Must Be the Season of the Witch
Hi All,
Just thinking about how my increased weight of the past few years has affected more than just my looks and my health--it has also affected some of my attitudes and outlooks.
I used to LOVE summer and DESPISE winter. I even hated Fall, because all Fall meant to me was that Winter was right around the corner, and I dreaded it. Long after my school days were over, Summer symbolized a sweet kind of freedom that only comes with long, light, warm evenings spent on the back patio, hearing the chimes of the neighborhood ice cream truck, having dinner with my niece and nephew under the umbrellas at the town pool, and front lawns smelling of freshly cut grass. Winter, on the other hand, meant getting up in the dark, leaving work in the dark, walking the dog in the freezing cold while trying to manipulate plastic poop bags with gloves on, clammy feet inside Wellington boots, and constantly being hemmed in by mountains of snow, slush, and ice.

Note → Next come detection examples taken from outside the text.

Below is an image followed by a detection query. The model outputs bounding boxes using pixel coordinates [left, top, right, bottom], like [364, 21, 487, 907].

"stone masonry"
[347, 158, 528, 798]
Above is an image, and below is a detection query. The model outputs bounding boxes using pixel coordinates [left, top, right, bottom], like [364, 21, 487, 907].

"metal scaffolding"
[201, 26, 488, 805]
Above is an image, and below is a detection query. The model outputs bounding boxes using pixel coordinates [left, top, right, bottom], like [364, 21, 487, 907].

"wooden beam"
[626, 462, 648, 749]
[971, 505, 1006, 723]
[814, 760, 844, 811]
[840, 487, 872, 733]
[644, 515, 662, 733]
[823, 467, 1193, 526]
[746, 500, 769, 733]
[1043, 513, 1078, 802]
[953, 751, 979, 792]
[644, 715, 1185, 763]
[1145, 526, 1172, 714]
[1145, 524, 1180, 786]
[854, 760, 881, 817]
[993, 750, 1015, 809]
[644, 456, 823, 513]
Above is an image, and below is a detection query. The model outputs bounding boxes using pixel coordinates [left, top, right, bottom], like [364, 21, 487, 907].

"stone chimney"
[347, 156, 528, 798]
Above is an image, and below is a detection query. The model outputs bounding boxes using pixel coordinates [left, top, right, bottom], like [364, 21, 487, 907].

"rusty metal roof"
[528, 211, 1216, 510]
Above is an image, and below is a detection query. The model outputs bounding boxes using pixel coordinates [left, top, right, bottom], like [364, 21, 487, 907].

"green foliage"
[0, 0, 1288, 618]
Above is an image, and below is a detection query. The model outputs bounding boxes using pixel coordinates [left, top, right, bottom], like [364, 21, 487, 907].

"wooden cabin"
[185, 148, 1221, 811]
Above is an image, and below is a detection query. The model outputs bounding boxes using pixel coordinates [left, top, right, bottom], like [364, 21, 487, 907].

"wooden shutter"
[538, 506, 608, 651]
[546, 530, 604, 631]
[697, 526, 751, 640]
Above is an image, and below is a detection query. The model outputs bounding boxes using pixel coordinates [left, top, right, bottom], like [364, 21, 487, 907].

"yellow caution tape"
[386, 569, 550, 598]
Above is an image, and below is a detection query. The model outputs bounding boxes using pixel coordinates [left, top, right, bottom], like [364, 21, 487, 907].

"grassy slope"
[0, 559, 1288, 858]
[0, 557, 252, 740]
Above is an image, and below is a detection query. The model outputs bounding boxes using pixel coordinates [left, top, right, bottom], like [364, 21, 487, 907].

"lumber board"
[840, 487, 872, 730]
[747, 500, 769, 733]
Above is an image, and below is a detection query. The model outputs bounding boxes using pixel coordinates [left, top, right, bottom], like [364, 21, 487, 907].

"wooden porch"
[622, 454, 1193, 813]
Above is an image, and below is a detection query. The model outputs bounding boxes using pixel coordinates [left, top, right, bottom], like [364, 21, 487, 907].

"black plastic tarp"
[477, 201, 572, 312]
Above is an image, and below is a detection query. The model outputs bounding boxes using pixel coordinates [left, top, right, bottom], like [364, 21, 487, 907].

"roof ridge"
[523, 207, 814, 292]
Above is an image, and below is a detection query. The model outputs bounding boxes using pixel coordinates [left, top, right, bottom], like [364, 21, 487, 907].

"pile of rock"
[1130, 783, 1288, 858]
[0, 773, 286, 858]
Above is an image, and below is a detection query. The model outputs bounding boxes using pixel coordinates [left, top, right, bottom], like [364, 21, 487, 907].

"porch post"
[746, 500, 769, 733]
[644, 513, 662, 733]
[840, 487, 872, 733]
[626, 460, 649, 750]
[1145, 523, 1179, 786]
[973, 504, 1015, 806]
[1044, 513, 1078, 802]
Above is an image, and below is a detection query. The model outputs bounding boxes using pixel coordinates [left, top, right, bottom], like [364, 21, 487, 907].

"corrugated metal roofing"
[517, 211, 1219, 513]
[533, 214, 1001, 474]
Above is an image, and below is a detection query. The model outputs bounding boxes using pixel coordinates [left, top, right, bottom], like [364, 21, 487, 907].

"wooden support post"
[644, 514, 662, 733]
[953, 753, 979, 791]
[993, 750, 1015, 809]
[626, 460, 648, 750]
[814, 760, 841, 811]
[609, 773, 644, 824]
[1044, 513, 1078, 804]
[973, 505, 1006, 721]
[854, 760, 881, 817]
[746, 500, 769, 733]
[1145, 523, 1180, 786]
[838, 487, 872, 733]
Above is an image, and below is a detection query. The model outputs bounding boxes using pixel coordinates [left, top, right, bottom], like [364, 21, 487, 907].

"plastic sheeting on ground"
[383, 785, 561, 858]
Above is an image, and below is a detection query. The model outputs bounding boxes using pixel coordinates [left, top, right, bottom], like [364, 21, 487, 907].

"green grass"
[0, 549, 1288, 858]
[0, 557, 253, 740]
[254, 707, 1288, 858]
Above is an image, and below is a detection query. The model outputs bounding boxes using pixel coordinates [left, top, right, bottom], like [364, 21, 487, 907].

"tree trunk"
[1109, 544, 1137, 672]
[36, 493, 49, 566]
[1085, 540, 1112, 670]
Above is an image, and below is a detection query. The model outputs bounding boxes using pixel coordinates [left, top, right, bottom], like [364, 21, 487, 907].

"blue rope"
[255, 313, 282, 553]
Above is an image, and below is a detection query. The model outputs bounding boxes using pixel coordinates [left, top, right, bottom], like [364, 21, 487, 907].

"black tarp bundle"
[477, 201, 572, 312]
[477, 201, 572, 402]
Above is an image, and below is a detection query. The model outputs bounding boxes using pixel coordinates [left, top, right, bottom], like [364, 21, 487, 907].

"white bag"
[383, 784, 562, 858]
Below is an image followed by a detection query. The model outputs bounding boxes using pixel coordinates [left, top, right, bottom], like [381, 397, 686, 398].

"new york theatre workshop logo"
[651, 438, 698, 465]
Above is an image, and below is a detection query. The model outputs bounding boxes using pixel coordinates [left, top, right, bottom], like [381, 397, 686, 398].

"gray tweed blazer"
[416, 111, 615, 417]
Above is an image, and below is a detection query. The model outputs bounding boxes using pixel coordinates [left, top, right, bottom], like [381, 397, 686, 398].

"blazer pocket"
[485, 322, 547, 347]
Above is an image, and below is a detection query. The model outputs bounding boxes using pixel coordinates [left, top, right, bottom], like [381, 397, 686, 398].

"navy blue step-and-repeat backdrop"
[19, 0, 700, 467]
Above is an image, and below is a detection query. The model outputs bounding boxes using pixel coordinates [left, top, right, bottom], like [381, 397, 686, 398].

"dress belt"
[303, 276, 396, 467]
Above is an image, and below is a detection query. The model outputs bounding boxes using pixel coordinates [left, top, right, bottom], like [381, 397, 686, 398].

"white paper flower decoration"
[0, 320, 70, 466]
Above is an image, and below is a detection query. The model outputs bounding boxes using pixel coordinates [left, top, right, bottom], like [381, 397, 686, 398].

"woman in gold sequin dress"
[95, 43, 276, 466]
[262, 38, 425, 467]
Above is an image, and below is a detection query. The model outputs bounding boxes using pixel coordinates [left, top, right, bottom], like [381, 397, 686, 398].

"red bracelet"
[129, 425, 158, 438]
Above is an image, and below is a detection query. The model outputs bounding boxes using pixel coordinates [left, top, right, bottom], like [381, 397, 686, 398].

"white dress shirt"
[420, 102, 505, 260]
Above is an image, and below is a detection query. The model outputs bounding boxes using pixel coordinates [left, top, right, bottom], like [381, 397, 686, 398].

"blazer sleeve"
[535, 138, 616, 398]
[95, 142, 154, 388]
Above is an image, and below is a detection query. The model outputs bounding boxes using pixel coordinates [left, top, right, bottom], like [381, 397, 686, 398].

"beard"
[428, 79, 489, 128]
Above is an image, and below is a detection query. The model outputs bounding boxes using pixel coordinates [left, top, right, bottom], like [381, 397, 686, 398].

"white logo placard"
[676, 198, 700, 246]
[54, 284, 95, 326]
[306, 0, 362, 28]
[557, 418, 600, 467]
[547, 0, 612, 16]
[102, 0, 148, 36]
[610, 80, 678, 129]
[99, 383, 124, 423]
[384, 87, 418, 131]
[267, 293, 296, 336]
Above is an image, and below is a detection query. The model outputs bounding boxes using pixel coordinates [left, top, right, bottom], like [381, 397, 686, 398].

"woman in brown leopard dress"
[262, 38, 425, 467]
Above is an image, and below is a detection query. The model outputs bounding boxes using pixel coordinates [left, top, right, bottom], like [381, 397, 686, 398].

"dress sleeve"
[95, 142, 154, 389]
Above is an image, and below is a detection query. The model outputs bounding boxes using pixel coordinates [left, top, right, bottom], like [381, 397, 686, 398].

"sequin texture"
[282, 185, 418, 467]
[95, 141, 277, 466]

NOW, however, and for the past couple of years, I DREAD the return of hot weather, for it brings with it the now-loathed Summer Wardrobe: T-shirts, shorter skirts with no tights, the option of dresses and tank tops, and, god forbid, bathing suits or shorts. I long to take refuge and hide behind structured jackets, draping cardigans, long-sleeved blouses, heavy skirts, pants, coats, etc. And, of course, my beloved varieties of Spanx, which are just torture devices in hot weather. Not to mention the potential for effusive perspiration during my hellish commute on Manhattan subways, which leads to agonizing chub rub!
No, my carefree days of Summer seem to be over, thanks to the extra fifty pounds I'm carting around. I never thought I'd say this, but I miss Winter!